Terry Spinks MBE

Personal information
- Nickname: The Golden Boy
- Nationality: British
- Born: Terence Spinks 28 February 1938 West Ham, England
- Died: 26 April 2012 (aged 74) Essex, England
- Weight: Featherweight

Boxing career
- Stance: orthodox

Boxing record
- Total fights: 56
- Wins: 45
- Win by KO: 13
- Losses: 3
- Draws: 1
- No contests: 0

= Terry Spinks =

English boxer

Terence George Spinks MBE (28 February 1938 - 26 April 2012) was an English boxer, who won the gold medal in the flyweight division (- 51 kg) at the 1956 Summer Olympics in Melbourne, Australia. In the final he defeated Mircea Dobrescu of Romania on points. He was also British featherweight champion from 1960 to 1961.

==Amateur career==
Spinks had 200 amateur fights, and was the 1956 ABA flyweight champion.

===1956 Olympic results===
- Round of 32: Defeated Samuel Harris (Pakistan) on points
- Round of 16: Defeated Abel Laudonio (Argentina) on points
- Quarterfinal: Defeated Vladimir Stolnikov (Soviet Union) on points
- Semifinal: Defeated René Libeer (France) on points
- Final: Defeated Mircea Dobrescu (Romania) on points (won gold medal)

==Pro career==
Spinks had 49 professional bouts of which he won 41.

He had his first professional bout in April 1957, against Jim Loughrey, at Harringay Arena, winning on a stoppage for a cut eye.
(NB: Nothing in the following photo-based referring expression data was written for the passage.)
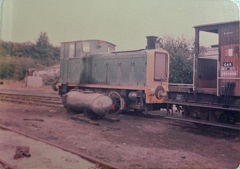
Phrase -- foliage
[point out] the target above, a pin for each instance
(181, 59)
(16, 58)
(15, 67)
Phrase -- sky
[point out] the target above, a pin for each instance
(125, 23)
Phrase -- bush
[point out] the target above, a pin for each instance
(17, 58)
(15, 68)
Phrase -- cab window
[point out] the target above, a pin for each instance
(160, 66)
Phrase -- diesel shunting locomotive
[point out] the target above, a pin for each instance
(138, 80)
(133, 80)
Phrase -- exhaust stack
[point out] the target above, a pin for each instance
(151, 42)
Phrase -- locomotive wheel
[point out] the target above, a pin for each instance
(118, 102)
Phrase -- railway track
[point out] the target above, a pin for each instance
(41, 100)
(195, 121)
(99, 164)
(54, 101)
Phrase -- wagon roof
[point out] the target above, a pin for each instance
(101, 41)
(214, 26)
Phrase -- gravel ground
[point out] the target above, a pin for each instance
(134, 142)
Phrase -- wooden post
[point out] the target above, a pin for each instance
(195, 63)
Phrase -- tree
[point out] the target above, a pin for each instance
(44, 51)
(181, 59)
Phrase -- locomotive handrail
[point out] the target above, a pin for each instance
(229, 78)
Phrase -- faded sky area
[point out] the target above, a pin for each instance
(122, 22)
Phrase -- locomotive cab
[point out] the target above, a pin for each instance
(217, 69)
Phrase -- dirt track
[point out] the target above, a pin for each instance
(134, 142)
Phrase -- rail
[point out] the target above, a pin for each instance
(49, 101)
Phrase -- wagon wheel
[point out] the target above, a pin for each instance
(118, 102)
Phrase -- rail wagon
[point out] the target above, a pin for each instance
(133, 80)
(215, 93)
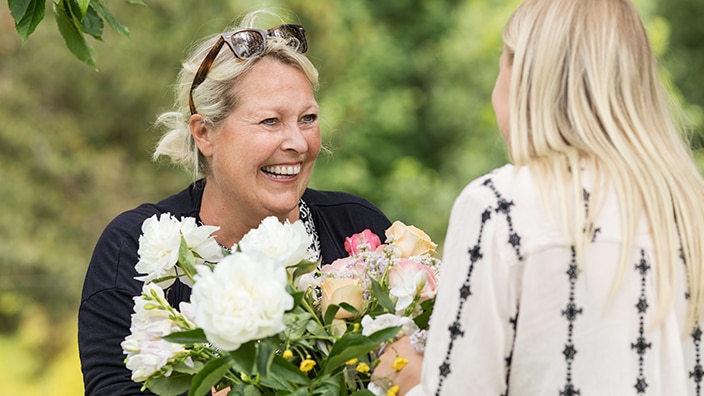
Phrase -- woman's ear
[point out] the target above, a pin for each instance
(201, 134)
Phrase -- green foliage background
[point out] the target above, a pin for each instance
(405, 109)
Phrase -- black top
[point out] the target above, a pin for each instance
(107, 302)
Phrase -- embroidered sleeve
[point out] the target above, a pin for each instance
(473, 327)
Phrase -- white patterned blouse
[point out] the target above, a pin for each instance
(515, 315)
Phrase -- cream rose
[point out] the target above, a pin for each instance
(341, 290)
(411, 241)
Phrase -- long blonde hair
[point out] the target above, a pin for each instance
(215, 97)
(585, 89)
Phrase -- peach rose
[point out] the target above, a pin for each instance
(341, 290)
(410, 240)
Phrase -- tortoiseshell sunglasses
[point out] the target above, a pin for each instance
(247, 43)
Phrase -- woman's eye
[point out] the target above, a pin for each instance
(309, 118)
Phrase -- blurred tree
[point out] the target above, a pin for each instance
(405, 111)
(75, 20)
(685, 59)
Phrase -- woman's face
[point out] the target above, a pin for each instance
(262, 156)
(499, 97)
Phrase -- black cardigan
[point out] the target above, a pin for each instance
(107, 301)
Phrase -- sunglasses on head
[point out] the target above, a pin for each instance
(247, 43)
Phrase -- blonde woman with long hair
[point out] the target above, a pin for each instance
(577, 270)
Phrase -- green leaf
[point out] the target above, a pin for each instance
(244, 390)
(173, 385)
(330, 313)
(284, 372)
(186, 369)
(93, 24)
(296, 323)
(210, 375)
(423, 319)
(187, 337)
(265, 355)
(353, 345)
(349, 308)
(27, 15)
(75, 41)
(83, 6)
(363, 392)
(382, 297)
(110, 19)
(243, 358)
(186, 259)
(304, 267)
(18, 8)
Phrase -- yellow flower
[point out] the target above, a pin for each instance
(307, 365)
(363, 368)
(399, 363)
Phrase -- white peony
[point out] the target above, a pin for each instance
(243, 298)
(160, 242)
(158, 249)
(147, 352)
(372, 325)
(287, 243)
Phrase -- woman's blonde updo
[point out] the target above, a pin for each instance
(215, 98)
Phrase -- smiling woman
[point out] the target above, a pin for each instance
(246, 125)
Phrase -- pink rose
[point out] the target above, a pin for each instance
(409, 279)
(363, 241)
(341, 290)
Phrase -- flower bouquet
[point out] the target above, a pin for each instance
(263, 319)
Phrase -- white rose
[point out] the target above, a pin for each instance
(158, 249)
(287, 243)
(147, 352)
(243, 298)
(372, 325)
(199, 239)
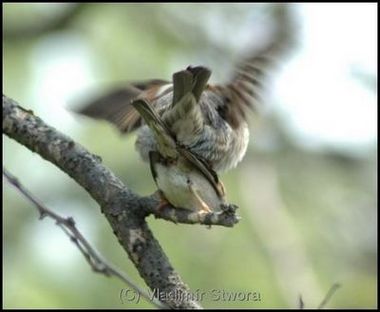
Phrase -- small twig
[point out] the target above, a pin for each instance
(329, 294)
(96, 262)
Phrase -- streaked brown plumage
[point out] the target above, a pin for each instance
(216, 131)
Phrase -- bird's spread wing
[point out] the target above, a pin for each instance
(116, 107)
(246, 89)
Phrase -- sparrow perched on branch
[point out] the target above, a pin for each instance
(182, 178)
(215, 130)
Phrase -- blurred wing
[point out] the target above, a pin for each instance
(115, 107)
(247, 87)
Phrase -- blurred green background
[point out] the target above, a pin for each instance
(307, 188)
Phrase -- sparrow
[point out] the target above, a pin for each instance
(216, 129)
(183, 179)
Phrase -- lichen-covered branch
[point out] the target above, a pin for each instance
(97, 263)
(122, 208)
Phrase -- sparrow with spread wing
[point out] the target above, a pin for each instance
(183, 179)
(216, 131)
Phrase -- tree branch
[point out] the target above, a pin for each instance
(124, 210)
(68, 226)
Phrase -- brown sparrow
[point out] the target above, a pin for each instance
(215, 130)
(183, 179)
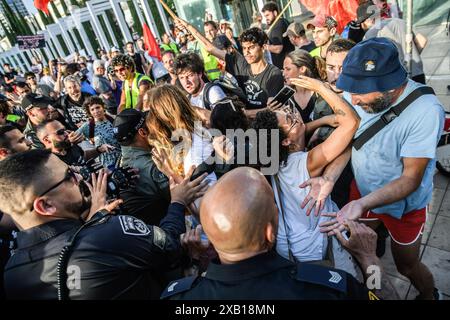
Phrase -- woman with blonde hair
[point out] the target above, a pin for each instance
(175, 130)
(300, 63)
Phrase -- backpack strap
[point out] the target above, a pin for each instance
(91, 130)
(389, 116)
(206, 102)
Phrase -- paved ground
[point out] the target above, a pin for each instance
(435, 251)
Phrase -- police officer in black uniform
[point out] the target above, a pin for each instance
(241, 223)
(61, 256)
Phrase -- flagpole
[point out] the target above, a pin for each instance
(175, 17)
(279, 16)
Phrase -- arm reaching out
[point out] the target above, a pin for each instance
(346, 117)
(183, 25)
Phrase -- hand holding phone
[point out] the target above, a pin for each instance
(284, 95)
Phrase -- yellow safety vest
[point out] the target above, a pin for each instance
(171, 47)
(211, 65)
(132, 96)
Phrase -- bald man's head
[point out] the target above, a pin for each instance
(239, 213)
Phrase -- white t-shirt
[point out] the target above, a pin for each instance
(306, 241)
(215, 94)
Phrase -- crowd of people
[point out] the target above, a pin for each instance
(127, 177)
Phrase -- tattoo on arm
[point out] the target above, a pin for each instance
(340, 112)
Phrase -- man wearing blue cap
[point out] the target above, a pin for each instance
(393, 163)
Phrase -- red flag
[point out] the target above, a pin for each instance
(343, 11)
(150, 42)
(42, 5)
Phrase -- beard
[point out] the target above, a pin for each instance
(62, 145)
(82, 206)
(379, 104)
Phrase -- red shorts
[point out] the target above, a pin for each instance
(404, 231)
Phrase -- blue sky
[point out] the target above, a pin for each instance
(30, 6)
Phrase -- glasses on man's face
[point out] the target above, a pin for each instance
(60, 132)
(293, 118)
(69, 175)
(120, 70)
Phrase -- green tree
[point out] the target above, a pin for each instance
(137, 23)
(55, 10)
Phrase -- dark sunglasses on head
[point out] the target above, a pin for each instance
(60, 132)
(120, 70)
(69, 175)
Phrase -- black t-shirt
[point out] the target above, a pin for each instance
(305, 113)
(138, 62)
(308, 47)
(276, 38)
(10, 75)
(73, 157)
(258, 88)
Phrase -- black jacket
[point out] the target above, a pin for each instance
(119, 257)
(267, 276)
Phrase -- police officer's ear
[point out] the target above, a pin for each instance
(44, 206)
(143, 132)
(333, 31)
(271, 234)
(3, 153)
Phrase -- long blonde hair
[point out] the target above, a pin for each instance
(171, 114)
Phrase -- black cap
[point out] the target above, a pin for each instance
(365, 11)
(32, 100)
(127, 124)
(222, 42)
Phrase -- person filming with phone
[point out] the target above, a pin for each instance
(70, 247)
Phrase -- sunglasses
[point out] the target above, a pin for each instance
(120, 70)
(69, 175)
(225, 102)
(60, 132)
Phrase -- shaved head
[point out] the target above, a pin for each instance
(239, 213)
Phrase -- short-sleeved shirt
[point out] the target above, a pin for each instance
(395, 30)
(103, 134)
(258, 88)
(308, 47)
(73, 157)
(215, 93)
(276, 38)
(414, 134)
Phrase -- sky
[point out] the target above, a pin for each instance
(30, 6)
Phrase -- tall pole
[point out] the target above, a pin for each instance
(409, 35)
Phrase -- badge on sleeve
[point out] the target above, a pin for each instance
(370, 65)
(133, 226)
(159, 237)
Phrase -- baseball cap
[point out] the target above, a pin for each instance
(372, 66)
(294, 29)
(222, 42)
(127, 124)
(32, 100)
(365, 11)
(322, 21)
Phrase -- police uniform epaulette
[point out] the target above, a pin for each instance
(178, 286)
(317, 274)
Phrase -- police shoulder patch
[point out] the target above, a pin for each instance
(133, 226)
(320, 275)
(159, 237)
(178, 286)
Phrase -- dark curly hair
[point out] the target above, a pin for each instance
(224, 117)
(340, 45)
(255, 36)
(268, 120)
(124, 61)
(189, 61)
(90, 101)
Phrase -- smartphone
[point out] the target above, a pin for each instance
(284, 95)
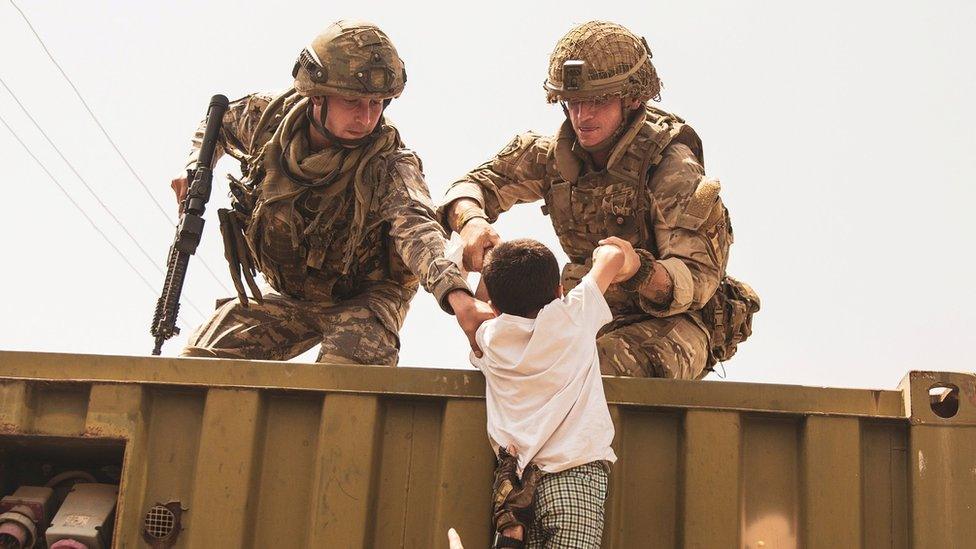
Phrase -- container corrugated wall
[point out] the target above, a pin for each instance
(265, 454)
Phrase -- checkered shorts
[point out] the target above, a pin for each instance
(569, 508)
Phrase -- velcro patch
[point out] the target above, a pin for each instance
(700, 205)
(701, 202)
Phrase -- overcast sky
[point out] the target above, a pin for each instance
(843, 134)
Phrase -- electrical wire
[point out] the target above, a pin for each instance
(108, 137)
(80, 178)
(81, 210)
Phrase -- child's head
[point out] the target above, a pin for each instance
(522, 277)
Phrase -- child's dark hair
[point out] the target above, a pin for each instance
(521, 276)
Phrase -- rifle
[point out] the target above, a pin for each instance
(190, 228)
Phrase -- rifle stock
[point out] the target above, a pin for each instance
(190, 228)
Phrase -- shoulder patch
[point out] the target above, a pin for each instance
(700, 204)
(705, 194)
(513, 146)
(413, 179)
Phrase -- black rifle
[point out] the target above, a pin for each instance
(190, 229)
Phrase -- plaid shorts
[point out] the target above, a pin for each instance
(569, 508)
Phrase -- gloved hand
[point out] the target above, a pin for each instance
(512, 497)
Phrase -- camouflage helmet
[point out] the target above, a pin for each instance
(352, 59)
(599, 59)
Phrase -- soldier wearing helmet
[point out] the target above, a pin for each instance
(622, 167)
(332, 210)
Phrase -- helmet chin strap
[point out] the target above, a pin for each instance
(316, 123)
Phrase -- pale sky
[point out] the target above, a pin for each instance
(843, 134)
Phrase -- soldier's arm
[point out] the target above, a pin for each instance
(515, 175)
(419, 239)
(691, 228)
(406, 205)
(236, 130)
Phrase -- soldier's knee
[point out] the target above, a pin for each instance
(620, 356)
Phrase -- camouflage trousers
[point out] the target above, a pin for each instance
(673, 347)
(282, 328)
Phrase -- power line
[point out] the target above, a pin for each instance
(81, 210)
(111, 141)
(80, 178)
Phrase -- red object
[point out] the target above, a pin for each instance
(68, 544)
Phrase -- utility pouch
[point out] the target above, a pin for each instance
(728, 316)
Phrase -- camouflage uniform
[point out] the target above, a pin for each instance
(344, 249)
(653, 193)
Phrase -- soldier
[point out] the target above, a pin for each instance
(332, 210)
(621, 167)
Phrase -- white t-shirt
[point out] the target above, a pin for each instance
(543, 384)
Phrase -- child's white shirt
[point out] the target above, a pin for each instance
(544, 392)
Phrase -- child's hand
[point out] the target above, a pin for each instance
(631, 259)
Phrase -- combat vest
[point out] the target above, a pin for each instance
(616, 201)
(296, 237)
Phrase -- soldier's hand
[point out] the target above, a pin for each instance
(479, 237)
(631, 259)
(454, 539)
(470, 313)
(180, 186)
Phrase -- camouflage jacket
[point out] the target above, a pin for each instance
(402, 241)
(653, 193)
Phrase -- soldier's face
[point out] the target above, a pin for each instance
(596, 120)
(351, 117)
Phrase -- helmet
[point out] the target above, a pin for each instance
(350, 58)
(599, 59)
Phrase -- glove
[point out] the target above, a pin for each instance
(512, 498)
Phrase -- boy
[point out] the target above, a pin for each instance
(545, 396)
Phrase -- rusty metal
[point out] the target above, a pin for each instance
(304, 455)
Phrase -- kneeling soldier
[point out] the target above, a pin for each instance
(621, 167)
(332, 210)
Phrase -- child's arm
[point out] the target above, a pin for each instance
(613, 261)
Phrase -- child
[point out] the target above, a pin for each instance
(545, 396)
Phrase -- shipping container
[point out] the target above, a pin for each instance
(228, 453)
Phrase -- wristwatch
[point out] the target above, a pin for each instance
(468, 215)
(643, 274)
(502, 541)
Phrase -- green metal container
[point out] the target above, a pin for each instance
(265, 454)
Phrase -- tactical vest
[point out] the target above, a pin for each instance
(295, 257)
(587, 207)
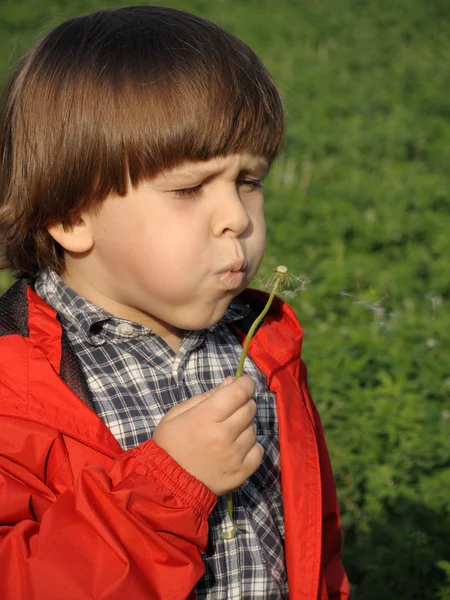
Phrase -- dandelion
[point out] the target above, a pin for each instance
(280, 275)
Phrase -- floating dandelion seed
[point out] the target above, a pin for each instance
(279, 278)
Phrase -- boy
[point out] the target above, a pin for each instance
(134, 143)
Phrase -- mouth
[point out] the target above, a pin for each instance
(232, 276)
(237, 266)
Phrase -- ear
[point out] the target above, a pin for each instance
(76, 237)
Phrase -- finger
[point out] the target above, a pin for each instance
(227, 400)
(192, 402)
(246, 440)
(253, 459)
(241, 419)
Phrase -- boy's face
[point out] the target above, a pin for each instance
(174, 252)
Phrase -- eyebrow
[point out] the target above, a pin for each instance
(258, 166)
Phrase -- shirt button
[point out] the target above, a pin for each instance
(125, 329)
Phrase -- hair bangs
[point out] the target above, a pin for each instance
(116, 97)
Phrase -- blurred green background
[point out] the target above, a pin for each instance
(358, 208)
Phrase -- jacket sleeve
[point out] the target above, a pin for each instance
(135, 530)
(336, 581)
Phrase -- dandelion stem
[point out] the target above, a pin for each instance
(281, 274)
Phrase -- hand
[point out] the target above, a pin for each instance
(213, 435)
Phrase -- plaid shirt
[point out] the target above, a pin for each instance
(135, 378)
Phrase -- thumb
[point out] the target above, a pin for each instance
(191, 402)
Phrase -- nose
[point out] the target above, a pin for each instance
(230, 215)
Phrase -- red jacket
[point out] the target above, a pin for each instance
(81, 519)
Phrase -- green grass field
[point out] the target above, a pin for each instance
(358, 208)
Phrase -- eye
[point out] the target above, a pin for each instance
(188, 192)
(250, 185)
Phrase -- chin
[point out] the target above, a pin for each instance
(206, 319)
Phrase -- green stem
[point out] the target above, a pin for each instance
(255, 324)
(227, 535)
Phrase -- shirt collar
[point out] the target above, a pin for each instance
(93, 321)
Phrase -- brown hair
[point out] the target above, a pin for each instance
(115, 96)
In September 1960, Spinks fought for the British featherweight title, against the holder Bobby Neill. The fight was at the Royal Albert Hall, and Spinks won the title when the fight was stopped in the seventh due to cuts suffered by Neil.
In November 1960, the two men had a re-match at the Empire Pool, Wembley. Spinks retained his new title by knocking Neill down three times in the fourteenth, with him finally being counted out.
In May 1961, Spinks defended his title for the second time, against the Welshman, Howard Winstone. The fight was at the Empire Pool, and Winstone won by a technical knockout in the tenth round.

After losing his title, Spinks continued fighting, but never challenged for a title again. He had his last fight in December 1962 against Johnny Mantle, winning by a technical knockout in the eighth.
After his boxing career ended Spinks became a trainer, coaching the South Korean team at the 1972 Olympics in Munich. He witnessed the Black September terrorists approaching the Israeli quarters before the Munich massacre and raised the alarm.

==After boxing==

After his boxing career ended, Spinks life took a turn for the worse. He became seriously ill, became a heavy drinker and, in his own words, was living "like a tramp". He was taken in by his cousin in Chadwell Heath where he lived for 19 years until his death.

==Honours==
He was awarded the MBE in the 2002 New Years Honours List.

==Death==
Spinks died at his home in Essex on 26 April 2012, after a long illness. More than 200 ex-boxers, including Bobby Neill and several more of Terry's former opponents, attended his funeral at East London Cemetery. Author and sports historian Norman Giller, his long-time friend, said in the eulogy: "Terry hung up his gloves in 1962 but we have never hung up our memories of one of the most accomplished fighters to come out of the East End boxing factory."